Being asked questions on TV or radio is daunting. You’re on show, after all, with an audience witnessing every factual inaccuracy, lack of knowledge, or inability to answer.
The problem is exacerbated when your interviewer introduces something which is usually kept private into the mix. That’s when public and personal worlds collide; a combination of data which is out there and accessible to everyone, together with information known only to a few individuals.
Never more was this evident than last weekend, when Sky News anchorman Trevor Phillips was interviewing Northern Ireland secretary, Brandon Lewis, following the resignation of former health secretary Matt Hancock, after the latter had been photographed breaching the very social distancing guidelines he himself had been promoting.
Cleverly constructed and powerfully put, Phillips’ question bears repeating here in full:
“Mr Lewis, I wouldn’t normally do something like this – but I want to put a private… a personal question, I guess, to you. Over the past two days, every cabinet minister – including you – has come out essentially to defend the Prime Minister and Matt Hancock.

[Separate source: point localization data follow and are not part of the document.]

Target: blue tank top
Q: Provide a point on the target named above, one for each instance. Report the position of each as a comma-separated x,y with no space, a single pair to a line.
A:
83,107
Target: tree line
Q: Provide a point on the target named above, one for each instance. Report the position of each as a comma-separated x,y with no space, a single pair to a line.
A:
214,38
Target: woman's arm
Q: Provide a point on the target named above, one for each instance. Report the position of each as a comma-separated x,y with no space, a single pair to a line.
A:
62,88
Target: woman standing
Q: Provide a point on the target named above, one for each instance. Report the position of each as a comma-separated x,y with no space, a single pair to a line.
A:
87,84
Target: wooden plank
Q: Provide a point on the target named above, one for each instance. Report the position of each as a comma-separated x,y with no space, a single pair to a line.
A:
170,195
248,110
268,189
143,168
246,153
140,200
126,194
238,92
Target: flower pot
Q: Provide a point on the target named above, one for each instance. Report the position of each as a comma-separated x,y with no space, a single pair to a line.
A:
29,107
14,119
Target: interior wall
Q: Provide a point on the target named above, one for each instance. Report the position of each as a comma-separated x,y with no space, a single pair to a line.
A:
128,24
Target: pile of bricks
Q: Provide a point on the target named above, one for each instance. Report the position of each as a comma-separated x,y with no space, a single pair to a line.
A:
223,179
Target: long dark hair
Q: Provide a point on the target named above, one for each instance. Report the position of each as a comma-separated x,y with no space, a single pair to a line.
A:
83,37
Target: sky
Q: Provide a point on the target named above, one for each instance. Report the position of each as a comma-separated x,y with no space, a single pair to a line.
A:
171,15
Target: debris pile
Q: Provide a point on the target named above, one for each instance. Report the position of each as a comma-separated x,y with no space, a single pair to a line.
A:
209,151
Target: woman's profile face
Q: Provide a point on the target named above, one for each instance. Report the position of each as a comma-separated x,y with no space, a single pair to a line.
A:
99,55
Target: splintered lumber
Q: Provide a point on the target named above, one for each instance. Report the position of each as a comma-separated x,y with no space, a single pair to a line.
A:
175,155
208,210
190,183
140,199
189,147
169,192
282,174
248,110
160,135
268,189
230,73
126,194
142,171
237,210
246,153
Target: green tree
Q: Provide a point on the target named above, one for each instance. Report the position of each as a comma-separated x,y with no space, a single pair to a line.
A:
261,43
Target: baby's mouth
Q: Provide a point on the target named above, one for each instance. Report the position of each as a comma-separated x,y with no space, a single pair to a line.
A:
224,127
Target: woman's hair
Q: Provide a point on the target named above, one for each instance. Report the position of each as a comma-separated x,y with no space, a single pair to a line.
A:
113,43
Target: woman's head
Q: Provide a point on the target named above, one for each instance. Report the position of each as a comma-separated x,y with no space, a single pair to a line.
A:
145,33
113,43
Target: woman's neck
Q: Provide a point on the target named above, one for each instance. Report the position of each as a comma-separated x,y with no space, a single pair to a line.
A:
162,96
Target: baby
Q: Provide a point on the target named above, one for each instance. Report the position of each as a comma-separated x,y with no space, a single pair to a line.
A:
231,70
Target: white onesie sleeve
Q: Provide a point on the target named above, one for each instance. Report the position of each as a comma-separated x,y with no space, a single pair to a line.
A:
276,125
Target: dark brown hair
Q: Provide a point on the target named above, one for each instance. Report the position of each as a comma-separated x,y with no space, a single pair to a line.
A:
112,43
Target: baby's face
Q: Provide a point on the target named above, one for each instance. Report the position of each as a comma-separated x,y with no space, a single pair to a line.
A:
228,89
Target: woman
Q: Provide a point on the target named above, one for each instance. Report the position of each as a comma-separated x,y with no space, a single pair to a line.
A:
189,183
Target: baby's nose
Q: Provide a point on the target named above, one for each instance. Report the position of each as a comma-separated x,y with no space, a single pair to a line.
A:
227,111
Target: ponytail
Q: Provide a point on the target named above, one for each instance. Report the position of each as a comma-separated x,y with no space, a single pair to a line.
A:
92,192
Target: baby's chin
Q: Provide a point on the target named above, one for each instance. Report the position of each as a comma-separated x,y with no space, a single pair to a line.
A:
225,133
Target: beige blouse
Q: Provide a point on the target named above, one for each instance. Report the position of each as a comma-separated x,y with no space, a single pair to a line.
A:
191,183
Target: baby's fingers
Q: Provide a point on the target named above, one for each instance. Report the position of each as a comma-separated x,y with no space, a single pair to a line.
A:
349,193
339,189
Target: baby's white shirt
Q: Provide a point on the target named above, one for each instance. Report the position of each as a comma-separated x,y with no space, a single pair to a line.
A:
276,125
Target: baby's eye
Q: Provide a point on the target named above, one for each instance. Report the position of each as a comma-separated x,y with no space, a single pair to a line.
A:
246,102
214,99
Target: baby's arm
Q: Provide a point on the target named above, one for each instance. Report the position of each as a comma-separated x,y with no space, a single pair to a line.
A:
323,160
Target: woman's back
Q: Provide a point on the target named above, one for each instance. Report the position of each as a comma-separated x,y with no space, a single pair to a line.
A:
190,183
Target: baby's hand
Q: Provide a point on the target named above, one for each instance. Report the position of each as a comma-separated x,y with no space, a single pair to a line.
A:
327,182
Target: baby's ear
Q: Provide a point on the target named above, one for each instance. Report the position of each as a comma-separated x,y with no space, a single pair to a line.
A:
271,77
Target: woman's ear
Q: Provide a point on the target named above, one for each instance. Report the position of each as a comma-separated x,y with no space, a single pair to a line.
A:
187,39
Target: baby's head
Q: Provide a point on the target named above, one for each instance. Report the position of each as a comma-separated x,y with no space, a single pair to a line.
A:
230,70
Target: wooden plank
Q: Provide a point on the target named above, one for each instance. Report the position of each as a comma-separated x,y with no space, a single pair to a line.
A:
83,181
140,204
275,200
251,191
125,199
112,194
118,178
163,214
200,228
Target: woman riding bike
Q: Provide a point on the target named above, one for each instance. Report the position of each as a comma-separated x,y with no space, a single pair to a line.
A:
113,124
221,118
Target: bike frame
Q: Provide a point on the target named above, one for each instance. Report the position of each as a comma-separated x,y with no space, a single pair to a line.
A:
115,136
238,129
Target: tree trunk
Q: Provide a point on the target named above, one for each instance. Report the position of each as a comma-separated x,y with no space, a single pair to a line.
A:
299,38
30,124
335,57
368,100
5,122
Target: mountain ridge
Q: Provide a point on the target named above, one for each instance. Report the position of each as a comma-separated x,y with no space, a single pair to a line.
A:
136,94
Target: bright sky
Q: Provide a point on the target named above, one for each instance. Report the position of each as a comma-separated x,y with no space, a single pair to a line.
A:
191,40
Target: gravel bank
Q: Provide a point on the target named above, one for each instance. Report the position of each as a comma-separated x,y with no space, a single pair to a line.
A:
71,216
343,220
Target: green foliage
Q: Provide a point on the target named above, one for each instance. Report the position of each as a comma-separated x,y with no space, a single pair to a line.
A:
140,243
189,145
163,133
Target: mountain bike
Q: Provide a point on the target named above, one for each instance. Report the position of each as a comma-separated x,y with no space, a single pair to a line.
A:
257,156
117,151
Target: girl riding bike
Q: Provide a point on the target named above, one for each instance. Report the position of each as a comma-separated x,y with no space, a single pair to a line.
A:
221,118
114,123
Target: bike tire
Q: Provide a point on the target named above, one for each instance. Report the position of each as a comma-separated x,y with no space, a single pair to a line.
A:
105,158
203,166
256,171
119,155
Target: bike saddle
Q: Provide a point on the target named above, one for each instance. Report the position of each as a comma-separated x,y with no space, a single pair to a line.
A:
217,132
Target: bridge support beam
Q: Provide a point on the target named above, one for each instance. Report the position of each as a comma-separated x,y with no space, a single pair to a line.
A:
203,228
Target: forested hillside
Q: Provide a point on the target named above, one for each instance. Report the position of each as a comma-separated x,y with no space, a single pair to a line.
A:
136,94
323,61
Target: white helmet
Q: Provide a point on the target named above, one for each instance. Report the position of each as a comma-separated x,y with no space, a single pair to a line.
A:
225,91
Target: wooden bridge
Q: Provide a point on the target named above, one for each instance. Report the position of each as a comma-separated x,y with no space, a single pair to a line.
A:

“The pictures that we saw were of an encounter on 6 May.
“On 11 May, my family buried my daughter who had died, not of Covid, but during the lockdown.
“Three hundred of our family and friends turned up online. But most of them were not allowed to be at the graveside, even though it was in the open air, because of the rule of 30. Because of the instruction by Mr Hancock.
“Now the next time one of you tells me what to do in my private life … explain to me why I shouldn’t just tell you where to get off?”
It would take a heart of stone not to be touched by Trevor Phillips’ story. He had been prepared to reveal information about the death of a member of his family in a public forum; about someone younger than him – his daughter – and only a few weeks ago. Such an intervention cried out for a sensitive and sympathetic response.
But Brandon Lewis’ answer – which can be seen and heard below – gave no indication that the question had touched him. He appeared to be so focussed on defending the former health secretary and the government that he didn’t even take the time to offer the interviewer condolences on his loss.
The only way to answer a question like this is to ensure that you reflect the circumstances of the question in the response. Something along the lines of:
“Well, first of all, Trevor, I want to extend my sympathy to you for your recent loss. That must have been truly devastating, and I can only say how sorry I am for you and your family. But, in fact, this discussion only serves to illustrate just how important these social distancing rules are. What Matt did was wrong, he’s admitted that, and that’s why he’s out of a job.”
In fact, Phillips’ question was simply a more powerful version of those which start ‘What would you say to someone who…’, or ‘how would you react if someone said…’ but have the even more powerful impact of using the interviewer’s personal circumstances as an example.
So, if ever you’re faced with a question that turns personal, remember these three simple steps. Firstly – and crucially – acknowledge the question, then move on using a bridging word or phrase (as we teach in our media skills courses), followed by a key message.
In this case, that’s to say that in these exceptionally trying times of a global pandemic, most people have done the right thing. But those that have done the wrong thing – and that includes cabinet secretaries – don’t provide a licence for others to follow suit.